Chew has his eye on resources-related stocks too — specifically for coal miners. The embargo on Russian oil and gas by European countries and the lack of renewable energy sources mean that the out-of-favour fossil fuel will still be in demand for the time being.

“There’s no choice and they have to stock up on coal. So, there’s all this new demand coming that will help sustain,” he says. This will benefit two of the more actively-traded coal stocks on SGX: Geo Energy Resources and Golden Energy and Resources, which have appreciated by 28.8% and 153.3% respectively year to date.

Within the S-REIT universe, Chew has in mind Ascott Residence Trust, which has a large footprint with accommodation properties across major markets especially Asia and Europe. Chew sees upside for the stock from the reopening of China, which is maintaining a zero-Covid policy for now. “We think the Big Bang hasn’t happened yet,” says Chew, referring to the expected explosion of inbound and outbound tourists to and from China. “There’s pent-up demand of two years. So, there’s a lot of upside for hospitality,” he adds.

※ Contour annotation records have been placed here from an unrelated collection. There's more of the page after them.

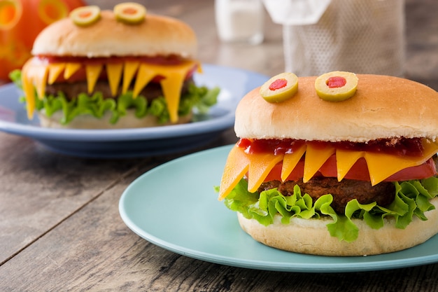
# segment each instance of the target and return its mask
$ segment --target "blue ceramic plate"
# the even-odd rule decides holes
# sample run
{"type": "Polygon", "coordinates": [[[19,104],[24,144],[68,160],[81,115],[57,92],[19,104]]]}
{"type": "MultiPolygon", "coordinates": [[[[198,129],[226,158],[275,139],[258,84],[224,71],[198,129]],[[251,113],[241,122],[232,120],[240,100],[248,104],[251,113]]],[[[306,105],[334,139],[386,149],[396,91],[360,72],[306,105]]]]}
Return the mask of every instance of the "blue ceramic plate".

Chew also has his eye on very low-profile names too, such as A-Sonic Aerospace. Struggling for years, the company has been on the SGX Watch-List since June 2017. However, its freight-forwarding business has picked up amid the overall logistics boom, which has helped the company report revenue of $459.6 million for FY2021 ended December 2021, up 74.8% over FY2020, while earnings were up 4.6% to $6.62 million from the previous year.

As at Dec 31, 2021, A-Sonic has a cash balance of $39.4 million compared to its current market value of around $50 million, which meets a key requirement of having at least $40 million to apply for exit from the Watch-List, which the company has done so on May 12.